Now, 10 months into the pandemic, many in-person pickup investments have pivoted toward contactless/curbside options. But we weren’t seeing in-person returns drop-off adopting the contactless/curbside model at the same rate. So we asked consumers how they felt about in-person returns—particularly when compared to an already-existing returns alternative, home pickup.
38% of consumers are holding back from making purchases where in-person drop-off is the only returns option offered. That sentiment hasn’t changed since April.
Well over a third of shoppers (43%) admit they find in-person returns to be a negative or annoying experience compared to home pickup. Tellingly, home pickup is viewed as convenient by 64% of consumers, with 58% using the word “easy” to describe the process. In fact, fewer than 6% feel annoyed by home pickup of returns.
We’d initially hypothesized that this wariness of in-person returns would have trended higher among certain age groups—not naming names, but we were thinking some generations might have a lower tolerance for being inconvenienced. Turns out, not so; all generations feel about the same:
Consumers who find in-person returns annoying
- Gen Z (born 1997-2012) 42%
- Millennials (born 1981-1996) 45%
- Gen X (born 1965-1980) 43%
- Baby Boomers (born 1946-1964) 43%
There was, however, a correlation between consumers’ intolerance of in-person returns and where they live. 52% of urban consumers found the in-person experience annoying, 11pp higher than rural consumers and 13pp higher than suburbanites.
In-person returns and returning customers
Consumers may be annoyed, to some degree, by design. Some retailers experiment with introducing nominal friction in the returns process in order to prevent costly abuse of return policies. What’s unclear is what impact, if any, do annoying returns processes impact consumers’ willingness to tap the buy button?
We found that 38% of adults are holding back from making purchases when in-person drop-off is the only returns option offered. That rate is effectively unchanged since we asked consumers the same question in April 2020 (it’s now 1pp higher, but within our margin of error). More than half (52%) of Millennials are holding back from buying because of in-person returns. That’s an increase of 7pp since April.
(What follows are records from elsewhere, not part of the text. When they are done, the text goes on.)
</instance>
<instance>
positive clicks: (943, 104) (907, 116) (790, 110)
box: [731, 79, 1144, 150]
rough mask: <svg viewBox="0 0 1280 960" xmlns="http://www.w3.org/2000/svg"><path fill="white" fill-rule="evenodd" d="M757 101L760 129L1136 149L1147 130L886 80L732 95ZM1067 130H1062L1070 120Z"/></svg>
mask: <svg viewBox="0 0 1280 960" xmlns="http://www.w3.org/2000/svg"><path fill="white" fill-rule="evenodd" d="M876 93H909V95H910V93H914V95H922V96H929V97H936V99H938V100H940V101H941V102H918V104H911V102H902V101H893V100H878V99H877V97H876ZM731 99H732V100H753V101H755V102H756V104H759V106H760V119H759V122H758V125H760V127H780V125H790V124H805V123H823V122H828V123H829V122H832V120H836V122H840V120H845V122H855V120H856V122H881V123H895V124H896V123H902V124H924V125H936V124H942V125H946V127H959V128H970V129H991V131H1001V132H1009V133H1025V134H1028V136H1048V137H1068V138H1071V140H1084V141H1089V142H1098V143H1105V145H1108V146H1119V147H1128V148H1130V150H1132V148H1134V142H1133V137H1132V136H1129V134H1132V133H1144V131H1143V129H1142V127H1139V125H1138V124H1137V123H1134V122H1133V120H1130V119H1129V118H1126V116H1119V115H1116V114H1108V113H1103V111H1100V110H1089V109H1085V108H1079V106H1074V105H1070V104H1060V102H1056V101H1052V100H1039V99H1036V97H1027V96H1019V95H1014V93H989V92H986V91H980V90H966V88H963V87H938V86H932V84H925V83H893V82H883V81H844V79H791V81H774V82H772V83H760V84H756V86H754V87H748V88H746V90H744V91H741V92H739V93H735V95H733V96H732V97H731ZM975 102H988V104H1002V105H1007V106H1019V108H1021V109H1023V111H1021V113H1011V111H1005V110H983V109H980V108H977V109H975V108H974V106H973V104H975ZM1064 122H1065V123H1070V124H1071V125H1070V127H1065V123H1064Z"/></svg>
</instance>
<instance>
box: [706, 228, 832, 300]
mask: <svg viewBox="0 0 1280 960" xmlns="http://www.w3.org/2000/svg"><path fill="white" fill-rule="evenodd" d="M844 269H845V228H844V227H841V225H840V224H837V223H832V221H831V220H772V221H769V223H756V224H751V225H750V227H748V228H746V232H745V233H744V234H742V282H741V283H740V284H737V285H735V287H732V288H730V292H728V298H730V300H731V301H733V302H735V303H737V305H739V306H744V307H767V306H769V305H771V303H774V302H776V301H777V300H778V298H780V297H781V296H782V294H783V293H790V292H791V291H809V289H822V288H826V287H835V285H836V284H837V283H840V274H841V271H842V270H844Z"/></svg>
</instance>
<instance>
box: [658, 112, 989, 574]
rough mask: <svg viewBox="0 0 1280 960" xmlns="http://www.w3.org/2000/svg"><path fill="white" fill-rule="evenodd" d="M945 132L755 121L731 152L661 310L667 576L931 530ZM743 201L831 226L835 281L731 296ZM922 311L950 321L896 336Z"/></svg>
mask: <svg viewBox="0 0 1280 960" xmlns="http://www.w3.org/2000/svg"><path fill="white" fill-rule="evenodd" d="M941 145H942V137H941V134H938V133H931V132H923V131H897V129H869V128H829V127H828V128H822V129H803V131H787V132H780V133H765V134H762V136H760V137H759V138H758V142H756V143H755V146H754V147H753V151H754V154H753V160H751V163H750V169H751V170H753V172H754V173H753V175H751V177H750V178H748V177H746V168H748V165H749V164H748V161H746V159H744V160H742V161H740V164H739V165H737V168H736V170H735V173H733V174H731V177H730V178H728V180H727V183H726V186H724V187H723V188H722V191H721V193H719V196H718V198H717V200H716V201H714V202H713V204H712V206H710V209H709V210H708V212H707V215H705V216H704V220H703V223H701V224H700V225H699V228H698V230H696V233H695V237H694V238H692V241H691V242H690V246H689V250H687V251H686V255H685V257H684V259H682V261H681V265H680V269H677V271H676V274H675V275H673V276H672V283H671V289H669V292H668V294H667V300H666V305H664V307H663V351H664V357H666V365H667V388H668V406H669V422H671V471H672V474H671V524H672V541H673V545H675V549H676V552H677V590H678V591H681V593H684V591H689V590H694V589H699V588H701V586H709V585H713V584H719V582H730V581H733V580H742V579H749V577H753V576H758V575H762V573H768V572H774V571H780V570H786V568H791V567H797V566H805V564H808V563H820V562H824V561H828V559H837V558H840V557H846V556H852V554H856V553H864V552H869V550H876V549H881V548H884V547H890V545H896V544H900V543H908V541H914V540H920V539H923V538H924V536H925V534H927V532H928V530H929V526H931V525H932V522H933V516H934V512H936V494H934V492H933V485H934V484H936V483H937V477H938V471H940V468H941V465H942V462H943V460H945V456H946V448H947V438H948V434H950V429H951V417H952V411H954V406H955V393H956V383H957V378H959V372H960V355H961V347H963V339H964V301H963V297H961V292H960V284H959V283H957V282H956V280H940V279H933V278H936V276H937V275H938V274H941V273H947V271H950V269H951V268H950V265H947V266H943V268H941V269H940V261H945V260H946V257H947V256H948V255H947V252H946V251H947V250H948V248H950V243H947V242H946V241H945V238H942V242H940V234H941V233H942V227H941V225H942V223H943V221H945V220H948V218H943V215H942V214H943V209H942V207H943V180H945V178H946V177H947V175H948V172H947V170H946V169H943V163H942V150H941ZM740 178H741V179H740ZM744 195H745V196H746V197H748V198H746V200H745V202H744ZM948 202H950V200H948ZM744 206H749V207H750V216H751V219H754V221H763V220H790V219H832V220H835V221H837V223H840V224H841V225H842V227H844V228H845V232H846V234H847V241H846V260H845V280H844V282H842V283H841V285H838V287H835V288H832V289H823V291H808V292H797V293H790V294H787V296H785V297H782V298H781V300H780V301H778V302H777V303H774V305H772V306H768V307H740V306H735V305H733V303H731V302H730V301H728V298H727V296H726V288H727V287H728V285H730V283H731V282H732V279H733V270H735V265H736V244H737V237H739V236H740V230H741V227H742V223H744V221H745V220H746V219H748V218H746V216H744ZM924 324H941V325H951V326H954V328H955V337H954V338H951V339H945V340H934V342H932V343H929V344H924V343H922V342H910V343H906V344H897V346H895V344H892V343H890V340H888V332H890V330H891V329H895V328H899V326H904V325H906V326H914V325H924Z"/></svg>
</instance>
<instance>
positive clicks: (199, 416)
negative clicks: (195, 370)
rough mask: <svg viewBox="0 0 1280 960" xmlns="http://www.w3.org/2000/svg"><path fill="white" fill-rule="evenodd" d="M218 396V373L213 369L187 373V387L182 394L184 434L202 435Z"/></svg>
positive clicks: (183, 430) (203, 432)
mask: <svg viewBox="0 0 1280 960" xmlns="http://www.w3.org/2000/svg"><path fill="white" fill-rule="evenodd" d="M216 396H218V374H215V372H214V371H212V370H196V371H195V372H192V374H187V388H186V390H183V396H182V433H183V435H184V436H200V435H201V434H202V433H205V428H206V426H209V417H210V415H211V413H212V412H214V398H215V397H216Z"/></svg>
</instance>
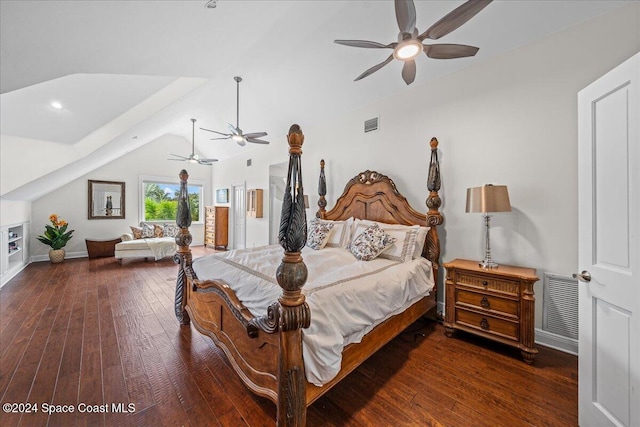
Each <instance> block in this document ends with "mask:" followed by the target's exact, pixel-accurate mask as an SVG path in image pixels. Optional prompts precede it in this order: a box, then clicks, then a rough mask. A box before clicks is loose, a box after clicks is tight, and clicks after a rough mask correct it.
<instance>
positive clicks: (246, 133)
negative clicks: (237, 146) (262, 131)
mask: <svg viewBox="0 0 640 427" xmlns="http://www.w3.org/2000/svg"><path fill="white" fill-rule="evenodd" d="M263 136H267V133H266V132H253V133H245V134H244V137H245V138H247V139H249V138H262V137H263Z"/></svg>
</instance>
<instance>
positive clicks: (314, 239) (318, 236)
mask: <svg viewBox="0 0 640 427" xmlns="http://www.w3.org/2000/svg"><path fill="white" fill-rule="evenodd" d="M332 228H333V224H332V223H330V222H322V221H316V220H315V219H314V220H313V221H311V224H310V225H309V233H308V234H307V246H308V247H310V248H311V249H315V250H319V249H322V248H324V246H325V245H326V244H327V241H328V240H329V235H330V234H331V229H332Z"/></svg>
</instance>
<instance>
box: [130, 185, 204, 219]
mask: <svg viewBox="0 0 640 427" xmlns="http://www.w3.org/2000/svg"><path fill="white" fill-rule="evenodd" d="M140 183H141V191H140V195H141V197H140V198H141V206H140V212H142V221H175V220H176V215H177V212H178V196H179V195H180V183H179V182H178V181H177V180H172V179H170V178H158V177H141V178H140ZM187 191H188V193H189V205H190V207H191V220H192V221H193V222H201V220H200V218H202V213H201V211H202V207H203V205H204V203H203V196H202V195H203V184H202V183H200V182H197V181H196V182H191V181H190V182H189V185H188V186H187Z"/></svg>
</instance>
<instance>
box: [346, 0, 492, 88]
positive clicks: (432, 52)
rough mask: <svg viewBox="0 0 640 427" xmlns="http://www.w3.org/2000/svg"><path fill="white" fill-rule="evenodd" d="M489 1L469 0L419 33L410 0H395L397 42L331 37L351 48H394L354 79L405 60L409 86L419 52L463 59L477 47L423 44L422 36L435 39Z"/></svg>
mask: <svg viewBox="0 0 640 427" xmlns="http://www.w3.org/2000/svg"><path fill="white" fill-rule="evenodd" d="M491 1H492V0H468V1H467V2H466V3H464V4H462V5H461V6H458V7H457V8H455V9H454V10H452V11H451V12H449V13H448V14H447V15H445V16H444V17H443V18H442V19H440V20H439V21H438V22H436V23H435V24H433V25H432V26H431V27H429V29H428V30H427V31H425V32H424V33H422V34H420V35H418V29H417V28H416V8H415V5H414V3H413V0H396V1H395V3H396V4H395V6H396V21H397V22H398V27H399V28H400V33H399V34H398V41H397V42H392V43H389V44H382V43H377V42H372V41H367V40H334V42H335V43H338V44H342V45H345V46H353V47H365V48H374V49H393V53H392V54H391V55H389V57H388V58H387V59H386V60H385V61H384V62H381V63H380V64H377V65H374V66H373V67H371V68H369V69H368V70H367V71H365V72H364V73H362V74H360V75H359V76H358V77H356V79H355V80H354V81H358V80H360V79H363V78H365V77H367V76H369V75H370V74H373V73H375V72H376V71H378V70H379V69H380V68H382V67H384V66H385V65H387V64H388V63H389V62H391V61H392V60H393V58H395V59H397V60H399V61H404V66H403V67H402V78H403V79H404V82H405V83H406V84H407V85H410V84H411V83H413V80H414V79H415V77H416V63H415V61H414V58H415V57H417V56H418V55H419V54H420V52H424V53H425V54H426V55H427V56H428V57H429V58H435V59H452V58H464V57H467V56H473V55H475V54H476V52H478V48H477V47H474V46H467V45H463V44H432V45H427V44H422V42H423V41H424V40H425V39H432V40H437V39H439V38H440V37H442V36H446V35H447V34H449V33H450V32H452V31H453V30H455V29H457V28H458V27H460V26H461V25H462V24H464V23H465V22H467V21H468V20H470V19H471V18H473V17H474V16H475V15H476V14H477V13H478V12H480V11H481V10H482V9H484V8H485V7H486V6H487V5H488V4H489V3H491Z"/></svg>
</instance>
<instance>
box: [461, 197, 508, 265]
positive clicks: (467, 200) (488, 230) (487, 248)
mask: <svg viewBox="0 0 640 427" xmlns="http://www.w3.org/2000/svg"><path fill="white" fill-rule="evenodd" d="M466 212H472V213H474V212H482V213H483V214H484V224H485V252H484V261H482V262H480V263H479V265H480V267H482V268H497V267H498V264H497V263H495V262H494V261H493V260H492V259H491V244H490V243H489V222H490V221H491V215H489V213H491V212H511V203H509V192H508V190H507V186H506V185H492V184H487V185H484V186H482V187H473V188H467V208H466Z"/></svg>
Consumers are also reacting to return policies
Does a consumer-friendly and understandable return policy matter? That’s what we asked consumers as a follow up while exploring the in-person returns topic. Admittedly, we were floored by the response: more than half of consumers (54%) say they’re unlikely to purchase a product they want if the retailer has a poor or unclear return policy. The responses skew noticeably by age:
- Gen Z: 41% are unlikely to purchase
- Millennials: 41%
- Gen X: 54%
- Boomers: 67%
We know from our decades-long experience in ecommerce returns that a primary value lever for consumers is how long it takes to issue a refund on a return—AKA time to credit—something many retailers’ returns policies struggle to define precisely. But as it turns out, time to credit is so important to some consumers that they’d be willing to pay a fee to get their refund instantly.